New Release! Git-backed Machine Learning Model Registry for all your model management needs.
This month you will find:
❓ Will NLP have more impact than Computer Vision,
🐙 Dmitry Petrov speaks at GitHub Universe,
🧐 CML in research at NeurIPS,
❣️ Unstructured Data Catalog coming,
✅ SOC 2 Type 1 Compliance,
🚀 MLEM adds Sagemaker and Kubernetes deployment,
👀 Lots of new docs,
🚀 Upcoming events, and more!
Image generated with the help of Stable Diffusion
Welcome to November! In the US, this is the time of year we reflect and give thanks. It's been a productive year despite the world's rather extreme challenges. There's lots to be thankful for. Here are some of those things from the last month in the ReciprocateX Community.
In this article entitled The Biggest Opportunity In Generative AI Is Language, Not Images, Robert Toews argues that AI-powered text generation will create many orders of magnitude more value than text-generated images.

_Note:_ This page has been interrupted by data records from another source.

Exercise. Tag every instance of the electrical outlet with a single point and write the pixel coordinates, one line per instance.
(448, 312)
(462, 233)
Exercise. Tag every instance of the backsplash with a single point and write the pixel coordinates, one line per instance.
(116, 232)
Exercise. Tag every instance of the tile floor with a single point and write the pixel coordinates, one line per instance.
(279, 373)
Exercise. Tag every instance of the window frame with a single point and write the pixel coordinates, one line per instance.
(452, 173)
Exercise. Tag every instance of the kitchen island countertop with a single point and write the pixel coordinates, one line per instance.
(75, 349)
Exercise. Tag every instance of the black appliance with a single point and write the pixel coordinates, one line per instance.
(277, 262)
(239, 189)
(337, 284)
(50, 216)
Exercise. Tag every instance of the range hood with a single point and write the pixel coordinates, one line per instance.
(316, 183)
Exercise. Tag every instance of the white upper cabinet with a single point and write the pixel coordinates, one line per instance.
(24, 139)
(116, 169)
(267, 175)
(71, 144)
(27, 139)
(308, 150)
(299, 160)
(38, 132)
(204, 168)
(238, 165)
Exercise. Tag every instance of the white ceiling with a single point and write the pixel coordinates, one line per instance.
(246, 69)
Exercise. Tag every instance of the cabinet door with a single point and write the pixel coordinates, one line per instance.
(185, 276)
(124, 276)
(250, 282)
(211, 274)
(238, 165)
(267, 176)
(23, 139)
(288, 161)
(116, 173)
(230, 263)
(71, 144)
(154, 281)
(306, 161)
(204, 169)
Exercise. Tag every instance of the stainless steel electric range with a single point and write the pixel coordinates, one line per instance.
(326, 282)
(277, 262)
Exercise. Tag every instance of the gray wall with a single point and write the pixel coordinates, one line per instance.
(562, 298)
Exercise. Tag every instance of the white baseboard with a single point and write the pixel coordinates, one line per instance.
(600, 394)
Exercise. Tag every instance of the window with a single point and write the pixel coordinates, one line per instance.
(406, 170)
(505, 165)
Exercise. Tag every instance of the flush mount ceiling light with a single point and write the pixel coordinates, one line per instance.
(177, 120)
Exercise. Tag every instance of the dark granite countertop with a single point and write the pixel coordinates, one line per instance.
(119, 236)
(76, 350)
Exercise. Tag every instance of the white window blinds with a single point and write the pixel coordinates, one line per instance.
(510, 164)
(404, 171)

Language is humanity’s single most important invention. More than anything else, it is what sets us apart from every other species on the planet. Language enables us to reason abstractly, to develop complex ideas about what the world is and could be, to communicate these ideas to one another, and to build on them across generations and geographies. Almost nothing about modern civilization would be possible without language.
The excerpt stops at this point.